Nous demandons aux femmes et aux hommes de progrès d’interpeller les candidats et candidates sur leur programme afin de savoir comment ils et elles pensent prendre en compte tous ces aspects. En réalité, l’U.F.M. propose en dehors de la démocratie représentative, une démocratie consultative et participative avec la création de Conseils de femmes donnant leur avis au cœur des instances (municipalités mais aussi conseil général, conseil régional, …) avant que les projets ne soient bouclés ou avant même leur conception. Chez les femmes nous avons aussi des personnes ayant un handicap, de tous horizons. Ce n’est qu’à ce prix que nous construirons ensemble une ville et une vie meilleure pour les hommes et pour les femmes. « Nous ne voulons pas construire un monde uniquement pour les femmes » F. L : L’an dernier, dans le cadre de la Semaine du Développement Durable, vous aviez déjà proposé un Colloque intitulé « FEMMES ET DEVELOPPEMENT DURABLE : UN ENJEU POUR DEMAIN ». Vous y défendiez l’idée selon laquelle le développement ne sera durable que si il est conçu, planifié et mis en œuvre « autrement », avec la participation active des femmes, en raison de leurs besoins spécifiques. »
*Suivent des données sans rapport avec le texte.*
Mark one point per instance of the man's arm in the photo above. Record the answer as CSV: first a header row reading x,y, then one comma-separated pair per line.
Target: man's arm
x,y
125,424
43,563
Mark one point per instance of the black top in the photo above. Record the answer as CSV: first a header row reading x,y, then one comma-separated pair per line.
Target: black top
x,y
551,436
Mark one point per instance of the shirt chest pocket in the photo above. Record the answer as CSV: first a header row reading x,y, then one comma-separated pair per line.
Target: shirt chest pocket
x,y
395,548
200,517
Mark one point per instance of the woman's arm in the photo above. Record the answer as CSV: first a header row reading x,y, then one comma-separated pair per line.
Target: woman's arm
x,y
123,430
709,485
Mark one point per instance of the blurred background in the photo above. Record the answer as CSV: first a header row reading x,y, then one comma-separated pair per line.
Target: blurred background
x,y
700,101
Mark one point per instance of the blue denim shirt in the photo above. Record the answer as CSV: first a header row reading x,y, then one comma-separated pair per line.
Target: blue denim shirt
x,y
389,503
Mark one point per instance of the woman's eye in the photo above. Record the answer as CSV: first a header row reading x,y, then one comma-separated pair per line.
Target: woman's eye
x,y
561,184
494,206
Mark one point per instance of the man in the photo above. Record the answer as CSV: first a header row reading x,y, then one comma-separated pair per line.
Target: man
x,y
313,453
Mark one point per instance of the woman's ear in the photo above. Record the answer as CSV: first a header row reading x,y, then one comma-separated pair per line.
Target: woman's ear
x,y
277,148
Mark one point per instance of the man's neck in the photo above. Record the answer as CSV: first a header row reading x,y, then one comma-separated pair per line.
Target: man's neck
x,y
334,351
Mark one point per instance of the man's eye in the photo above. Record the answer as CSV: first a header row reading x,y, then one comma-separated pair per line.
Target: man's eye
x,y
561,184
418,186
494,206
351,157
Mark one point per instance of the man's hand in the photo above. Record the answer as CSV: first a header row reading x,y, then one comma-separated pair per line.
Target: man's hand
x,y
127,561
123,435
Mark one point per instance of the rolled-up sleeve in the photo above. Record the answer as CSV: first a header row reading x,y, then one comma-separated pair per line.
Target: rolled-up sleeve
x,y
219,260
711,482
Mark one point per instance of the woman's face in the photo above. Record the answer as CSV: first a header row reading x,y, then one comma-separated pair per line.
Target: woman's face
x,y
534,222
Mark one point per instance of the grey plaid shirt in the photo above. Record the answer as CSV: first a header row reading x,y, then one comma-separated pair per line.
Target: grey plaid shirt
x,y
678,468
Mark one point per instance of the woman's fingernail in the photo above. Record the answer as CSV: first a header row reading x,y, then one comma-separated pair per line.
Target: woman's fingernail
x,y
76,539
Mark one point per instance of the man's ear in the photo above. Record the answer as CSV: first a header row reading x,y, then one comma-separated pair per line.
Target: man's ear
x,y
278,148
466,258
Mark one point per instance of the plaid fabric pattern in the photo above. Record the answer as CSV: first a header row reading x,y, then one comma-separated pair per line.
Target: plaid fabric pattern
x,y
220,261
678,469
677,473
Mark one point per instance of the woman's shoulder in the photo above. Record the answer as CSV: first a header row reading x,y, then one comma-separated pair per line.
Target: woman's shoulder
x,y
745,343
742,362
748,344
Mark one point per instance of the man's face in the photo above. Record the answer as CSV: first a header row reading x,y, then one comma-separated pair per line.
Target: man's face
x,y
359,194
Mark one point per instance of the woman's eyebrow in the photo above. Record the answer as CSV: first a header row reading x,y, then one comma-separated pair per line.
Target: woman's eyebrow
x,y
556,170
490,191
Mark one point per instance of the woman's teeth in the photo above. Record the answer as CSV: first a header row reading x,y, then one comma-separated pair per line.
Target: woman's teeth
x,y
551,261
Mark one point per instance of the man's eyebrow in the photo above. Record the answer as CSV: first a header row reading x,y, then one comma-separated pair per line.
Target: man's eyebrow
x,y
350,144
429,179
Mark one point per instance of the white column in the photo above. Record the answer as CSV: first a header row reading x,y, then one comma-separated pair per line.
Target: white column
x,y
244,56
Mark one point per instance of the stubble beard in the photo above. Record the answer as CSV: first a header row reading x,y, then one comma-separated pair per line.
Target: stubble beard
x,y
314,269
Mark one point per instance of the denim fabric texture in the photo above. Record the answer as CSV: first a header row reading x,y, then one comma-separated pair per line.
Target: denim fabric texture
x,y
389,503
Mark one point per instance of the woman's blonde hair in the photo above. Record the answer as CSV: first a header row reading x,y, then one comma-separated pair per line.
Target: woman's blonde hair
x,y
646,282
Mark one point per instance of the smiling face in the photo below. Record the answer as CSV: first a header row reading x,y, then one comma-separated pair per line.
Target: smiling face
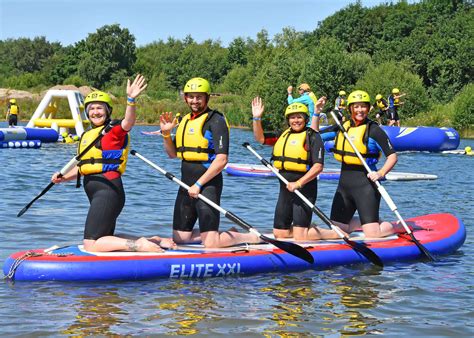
x,y
297,121
98,113
196,101
359,111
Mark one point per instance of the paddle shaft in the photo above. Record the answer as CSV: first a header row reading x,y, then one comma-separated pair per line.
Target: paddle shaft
x,y
75,160
382,190
291,248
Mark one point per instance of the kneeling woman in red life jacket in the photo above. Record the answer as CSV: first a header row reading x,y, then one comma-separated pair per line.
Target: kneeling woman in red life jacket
x,y
299,155
102,167
356,190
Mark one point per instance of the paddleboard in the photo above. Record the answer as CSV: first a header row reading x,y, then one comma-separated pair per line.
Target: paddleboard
x,y
259,170
440,234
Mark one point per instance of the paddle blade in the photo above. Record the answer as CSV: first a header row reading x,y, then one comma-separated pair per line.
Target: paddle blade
x,y
365,251
291,248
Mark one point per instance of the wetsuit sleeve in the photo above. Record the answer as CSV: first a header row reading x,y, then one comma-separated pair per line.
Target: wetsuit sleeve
x,y
220,134
316,148
379,136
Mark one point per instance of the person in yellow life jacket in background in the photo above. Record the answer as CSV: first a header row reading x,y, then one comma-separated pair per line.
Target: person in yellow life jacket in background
x,y
340,105
393,104
382,105
299,155
202,144
12,113
356,190
102,168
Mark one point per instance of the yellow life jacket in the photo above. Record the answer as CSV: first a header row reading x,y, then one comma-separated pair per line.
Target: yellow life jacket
x,y
359,136
191,143
289,152
13,109
97,160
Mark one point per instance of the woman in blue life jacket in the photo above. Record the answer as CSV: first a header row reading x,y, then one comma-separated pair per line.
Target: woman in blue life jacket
x,y
356,190
298,153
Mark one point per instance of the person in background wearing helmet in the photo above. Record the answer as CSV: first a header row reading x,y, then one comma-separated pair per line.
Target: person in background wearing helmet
x,y
308,98
356,190
102,168
393,104
382,106
299,155
202,144
12,113
340,106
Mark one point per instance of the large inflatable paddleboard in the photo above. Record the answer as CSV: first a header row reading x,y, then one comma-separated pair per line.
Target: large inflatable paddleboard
x,y
440,234
259,170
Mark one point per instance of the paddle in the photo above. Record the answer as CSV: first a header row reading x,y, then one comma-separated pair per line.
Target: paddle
x,y
384,193
68,167
360,248
291,248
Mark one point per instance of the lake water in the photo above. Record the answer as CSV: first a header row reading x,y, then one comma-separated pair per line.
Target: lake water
x,y
430,299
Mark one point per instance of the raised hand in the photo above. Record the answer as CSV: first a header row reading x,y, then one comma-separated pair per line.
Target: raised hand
x,y
135,88
257,107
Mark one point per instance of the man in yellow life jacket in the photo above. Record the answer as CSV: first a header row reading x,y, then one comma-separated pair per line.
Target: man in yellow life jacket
x,y
299,155
202,144
356,190
12,113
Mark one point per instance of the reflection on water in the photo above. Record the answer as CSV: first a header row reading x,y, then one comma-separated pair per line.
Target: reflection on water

Un an après cette manifestation, avec le recul, quelles sont les retombées de ce colloque ? G.A. : Vous savez, quand les gens parlent de Développement Durable, ils s’imaginent qu’il n’est question que d’Environnement, or, il s’agit d’un triptyque :
- Economique, - Social, - Environnemental. On ne peut envisager de Développement Durable sans une véritable parité Hommes / Femmes dans un système où égalité et équité seraient les maîtres mots. Tant que tous ces axes ne seront pas pris en compte, dans une politique volontariste, nous n’avancerons pas vers une réelle planification de notre société.
Nous ne voulons pas construire une société uniquement pour les femmes, nous souhaitons juste que la spécificité des femmes soit traitée de façon transversale dans tous les programmes de développement de notre région car, ce sont elles les plus discriminées. Nous avancerons ainsi vers une société d’égalité.